Of course, getting stuff printed in magazines and on other websites doesn’t count because of the fund of sharing space, and as greedy and megalomaniacal as I am, I want my own book out some day, so that I can live off the royalties generated, sipping apple vodka martinis while lazing on a hammock in the shade in some nice place with not so much humidity, while dreaming about the next idea for a piece I have to write. Alternatively, I would love to scout around for a travel writer’s job, but that can be done only in due time.
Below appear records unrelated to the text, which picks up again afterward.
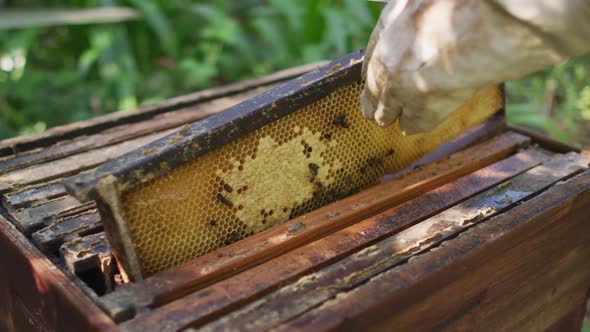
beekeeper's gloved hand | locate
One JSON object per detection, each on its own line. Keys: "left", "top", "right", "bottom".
{"left": 361, "top": 0, "right": 590, "bottom": 135}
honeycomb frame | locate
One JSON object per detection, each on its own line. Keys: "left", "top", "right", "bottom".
{"left": 66, "top": 50, "right": 504, "bottom": 280}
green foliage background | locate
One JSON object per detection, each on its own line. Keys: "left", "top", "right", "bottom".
{"left": 1, "top": 0, "right": 590, "bottom": 148}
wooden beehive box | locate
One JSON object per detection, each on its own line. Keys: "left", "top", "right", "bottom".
{"left": 0, "top": 55, "right": 589, "bottom": 332}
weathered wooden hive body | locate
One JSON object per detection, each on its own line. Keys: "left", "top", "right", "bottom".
{"left": 0, "top": 51, "right": 589, "bottom": 332}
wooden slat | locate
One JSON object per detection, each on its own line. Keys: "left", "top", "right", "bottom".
{"left": 50, "top": 201, "right": 96, "bottom": 221}
{"left": 32, "top": 212, "right": 102, "bottom": 254}
{"left": 0, "top": 128, "right": 176, "bottom": 194}
{"left": 274, "top": 169, "right": 590, "bottom": 332}
{"left": 0, "top": 62, "right": 324, "bottom": 157}
{"left": 2, "top": 182, "right": 66, "bottom": 210}
{"left": 196, "top": 153, "right": 589, "bottom": 331}
{"left": 99, "top": 131, "right": 530, "bottom": 320}
{"left": 508, "top": 124, "right": 581, "bottom": 154}
{"left": 0, "top": 86, "right": 272, "bottom": 175}
{"left": 0, "top": 213, "right": 116, "bottom": 331}
{"left": 8, "top": 196, "right": 82, "bottom": 235}
{"left": 117, "top": 148, "right": 549, "bottom": 329}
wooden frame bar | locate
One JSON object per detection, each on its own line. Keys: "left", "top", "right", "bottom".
{"left": 276, "top": 169, "right": 590, "bottom": 331}
{"left": 120, "top": 147, "right": 559, "bottom": 331}
{"left": 99, "top": 130, "right": 528, "bottom": 320}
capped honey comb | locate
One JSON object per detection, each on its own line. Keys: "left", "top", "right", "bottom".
{"left": 117, "top": 82, "right": 502, "bottom": 277}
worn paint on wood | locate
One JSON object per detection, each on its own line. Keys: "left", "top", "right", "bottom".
{"left": 2, "top": 182, "right": 66, "bottom": 210}
{"left": 61, "top": 233, "right": 114, "bottom": 293}
{"left": 9, "top": 195, "right": 82, "bottom": 235}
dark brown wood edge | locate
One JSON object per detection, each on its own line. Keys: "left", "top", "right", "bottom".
{"left": 507, "top": 124, "right": 581, "bottom": 153}
{"left": 277, "top": 169, "right": 590, "bottom": 332}
{"left": 0, "top": 85, "right": 276, "bottom": 175}
{"left": 64, "top": 51, "right": 365, "bottom": 201}
{"left": 119, "top": 148, "right": 549, "bottom": 331}
{"left": 0, "top": 211, "right": 118, "bottom": 331}
{"left": 200, "top": 152, "right": 588, "bottom": 331}
{"left": 545, "top": 299, "right": 588, "bottom": 332}
{"left": 0, "top": 61, "right": 326, "bottom": 158}
{"left": 97, "top": 129, "right": 528, "bottom": 319}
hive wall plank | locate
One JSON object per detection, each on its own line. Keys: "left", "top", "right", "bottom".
{"left": 2, "top": 182, "right": 66, "bottom": 210}
{"left": 0, "top": 213, "right": 117, "bottom": 332}
{"left": 32, "top": 212, "right": 102, "bottom": 254}
{"left": 118, "top": 148, "right": 549, "bottom": 330}
{"left": 0, "top": 129, "right": 177, "bottom": 194}
{"left": 99, "top": 131, "right": 530, "bottom": 320}
{"left": 275, "top": 169, "right": 590, "bottom": 332}
{"left": 195, "top": 152, "right": 588, "bottom": 331}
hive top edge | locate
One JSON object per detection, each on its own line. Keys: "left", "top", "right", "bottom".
{"left": 63, "top": 50, "right": 366, "bottom": 202}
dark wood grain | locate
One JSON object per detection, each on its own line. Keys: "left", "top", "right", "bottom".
{"left": 117, "top": 148, "right": 549, "bottom": 330}
{"left": 0, "top": 86, "right": 274, "bottom": 175}
{"left": 99, "top": 131, "right": 530, "bottom": 320}
{"left": 0, "top": 128, "right": 175, "bottom": 194}
{"left": 0, "top": 213, "right": 117, "bottom": 332}
{"left": 2, "top": 182, "right": 66, "bottom": 210}
{"left": 274, "top": 169, "right": 590, "bottom": 332}
{"left": 8, "top": 196, "right": 82, "bottom": 235}
{"left": 32, "top": 212, "right": 102, "bottom": 254}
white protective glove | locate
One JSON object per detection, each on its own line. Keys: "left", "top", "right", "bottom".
{"left": 361, "top": 0, "right": 590, "bottom": 134}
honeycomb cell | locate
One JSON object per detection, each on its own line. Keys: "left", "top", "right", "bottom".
{"left": 120, "top": 82, "right": 502, "bottom": 277}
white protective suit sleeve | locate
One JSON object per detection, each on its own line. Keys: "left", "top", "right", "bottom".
{"left": 361, "top": 0, "right": 590, "bottom": 134}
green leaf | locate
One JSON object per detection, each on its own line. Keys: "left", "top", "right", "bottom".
{"left": 126, "top": 0, "right": 178, "bottom": 57}
{"left": 191, "top": 4, "right": 238, "bottom": 45}
{"left": 323, "top": 8, "right": 348, "bottom": 55}
{"left": 78, "top": 28, "right": 113, "bottom": 76}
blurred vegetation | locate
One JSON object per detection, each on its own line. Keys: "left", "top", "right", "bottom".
{"left": 1, "top": 1, "right": 590, "bottom": 148}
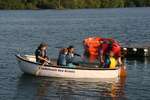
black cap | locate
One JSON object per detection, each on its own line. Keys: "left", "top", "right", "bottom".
{"left": 68, "top": 45, "right": 74, "bottom": 49}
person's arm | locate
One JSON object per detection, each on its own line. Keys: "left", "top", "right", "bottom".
{"left": 74, "top": 53, "right": 81, "bottom": 57}
{"left": 38, "top": 56, "right": 50, "bottom": 63}
{"left": 118, "top": 57, "right": 122, "bottom": 65}
{"left": 100, "top": 50, "right": 104, "bottom": 63}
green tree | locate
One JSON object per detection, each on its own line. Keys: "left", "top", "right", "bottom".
{"left": 0, "top": 0, "right": 149, "bottom": 9}
{"left": 112, "top": 0, "right": 124, "bottom": 8}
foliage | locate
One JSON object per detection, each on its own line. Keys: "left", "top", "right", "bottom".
{"left": 0, "top": 0, "right": 149, "bottom": 9}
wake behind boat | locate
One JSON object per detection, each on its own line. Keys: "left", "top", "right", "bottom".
{"left": 16, "top": 54, "right": 126, "bottom": 79}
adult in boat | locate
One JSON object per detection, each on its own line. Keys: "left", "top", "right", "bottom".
{"left": 99, "top": 40, "right": 111, "bottom": 68}
{"left": 35, "top": 42, "right": 50, "bottom": 64}
{"left": 99, "top": 40, "right": 122, "bottom": 68}
{"left": 99, "top": 40, "right": 111, "bottom": 66}
{"left": 57, "top": 48, "right": 68, "bottom": 66}
{"left": 66, "top": 45, "right": 81, "bottom": 67}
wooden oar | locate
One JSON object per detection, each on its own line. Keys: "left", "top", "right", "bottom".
{"left": 36, "top": 59, "right": 51, "bottom": 76}
{"left": 36, "top": 62, "right": 46, "bottom": 76}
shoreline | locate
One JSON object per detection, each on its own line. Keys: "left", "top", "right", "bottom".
{"left": 0, "top": 7, "right": 149, "bottom": 11}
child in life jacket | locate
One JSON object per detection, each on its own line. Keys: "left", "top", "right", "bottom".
{"left": 103, "top": 51, "right": 117, "bottom": 68}
{"left": 109, "top": 51, "right": 117, "bottom": 69}
{"left": 57, "top": 48, "right": 68, "bottom": 66}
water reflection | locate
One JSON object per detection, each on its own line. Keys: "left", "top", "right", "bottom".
{"left": 14, "top": 74, "right": 127, "bottom": 100}
{"left": 126, "top": 57, "right": 150, "bottom": 68}
{"left": 104, "top": 77, "right": 127, "bottom": 100}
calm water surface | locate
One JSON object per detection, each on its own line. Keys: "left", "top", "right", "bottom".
{"left": 0, "top": 8, "right": 150, "bottom": 100}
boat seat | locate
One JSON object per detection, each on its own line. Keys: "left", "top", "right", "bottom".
{"left": 24, "top": 55, "right": 36, "bottom": 63}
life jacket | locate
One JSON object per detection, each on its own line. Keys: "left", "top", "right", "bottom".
{"left": 100, "top": 39, "right": 121, "bottom": 58}
{"left": 83, "top": 37, "right": 101, "bottom": 56}
{"left": 109, "top": 57, "right": 117, "bottom": 69}
{"left": 35, "top": 49, "right": 47, "bottom": 63}
{"left": 83, "top": 37, "right": 121, "bottom": 60}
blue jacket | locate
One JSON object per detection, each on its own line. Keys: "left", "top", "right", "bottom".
{"left": 57, "top": 53, "right": 67, "bottom": 66}
{"left": 66, "top": 53, "right": 74, "bottom": 64}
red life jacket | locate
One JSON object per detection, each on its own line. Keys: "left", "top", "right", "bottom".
{"left": 100, "top": 38, "right": 121, "bottom": 58}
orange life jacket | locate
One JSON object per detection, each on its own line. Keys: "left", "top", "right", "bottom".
{"left": 83, "top": 37, "right": 121, "bottom": 59}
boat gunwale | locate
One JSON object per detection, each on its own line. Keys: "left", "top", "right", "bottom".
{"left": 15, "top": 54, "right": 119, "bottom": 70}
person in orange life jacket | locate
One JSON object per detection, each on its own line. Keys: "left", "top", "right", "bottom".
{"left": 35, "top": 43, "right": 50, "bottom": 64}
{"left": 66, "top": 45, "right": 81, "bottom": 67}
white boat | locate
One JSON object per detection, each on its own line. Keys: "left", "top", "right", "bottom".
{"left": 16, "top": 54, "right": 126, "bottom": 79}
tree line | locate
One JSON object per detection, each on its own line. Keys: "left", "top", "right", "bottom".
{"left": 0, "top": 0, "right": 149, "bottom": 9}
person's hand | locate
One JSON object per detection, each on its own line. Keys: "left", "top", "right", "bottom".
{"left": 47, "top": 60, "right": 51, "bottom": 63}
{"left": 100, "top": 59, "right": 104, "bottom": 64}
{"left": 118, "top": 62, "right": 123, "bottom": 66}
{"left": 118, "top": 57, "right": 122, "bottom": 66}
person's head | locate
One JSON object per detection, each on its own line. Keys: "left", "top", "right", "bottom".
{"left": 68, "top": 45, "right": 74, "bottom": 53}
{"left": 60, "top": 48, "right": 68, "bottom": 54}
{"left": 110, "top": 51, "right": 114, "bottom": 57}
{"left": 63, "top": 48, "right": 68, "bottom": 54}
{"left": 99, "top": 41, "right": 104, "bottom": 46}
{"left": 38, "top": 42, "right": 48, "bottom": 50}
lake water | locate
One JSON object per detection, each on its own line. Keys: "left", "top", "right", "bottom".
{"left": 0, "top": 8, "right": 150, "bottom": 100}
Back to the book launch – it was a touching affair where a lot of things were highlighted almost simultaneously. The pride that a set of parents took in their son’s achievement of getting a serious and simultaneously entertaining book written, the love and respect a son had for his father who so painstakingly translated the book because he believed in his son’s work, the sheer emotional high that a published author ends up having whilst seeing his work bear fruition, not to mention the fact that my attempts to help get his book published had the author himself thank me no less than twice during the speech he made to the audience, making me go simply red, but also making me feel proud and happy at the same time, for having been an active part of the proceedings.
The after launch gathering where one got to partake on some Glen Fiddich single malt whiskey was also quite an entertaining affair, where my handy backpack’s contents were viewed with suspicion because I had produced a bottle opener, a pen and a notepad from it on demand. Of course, I also had other items including a Lonely Planet guide to Israel and the Palestinian territories, a digicam, an ‘I am Legend’ DVD, a bottle of water and some Tibetan lucky charm coins, but thankfully nobody really asked for that.
This post might not necessarily make too much sense to anyone who doesn’t really understand the context behind this narrative, but I figured out that it was an important occasion that required documentation nevertheless. It is seldom that I would venture to elucidate my specific emotions explicitly on a public forum, even though it might be my own personal space, but as I look back and read through this post, I figured I’ve let my guard down enough already.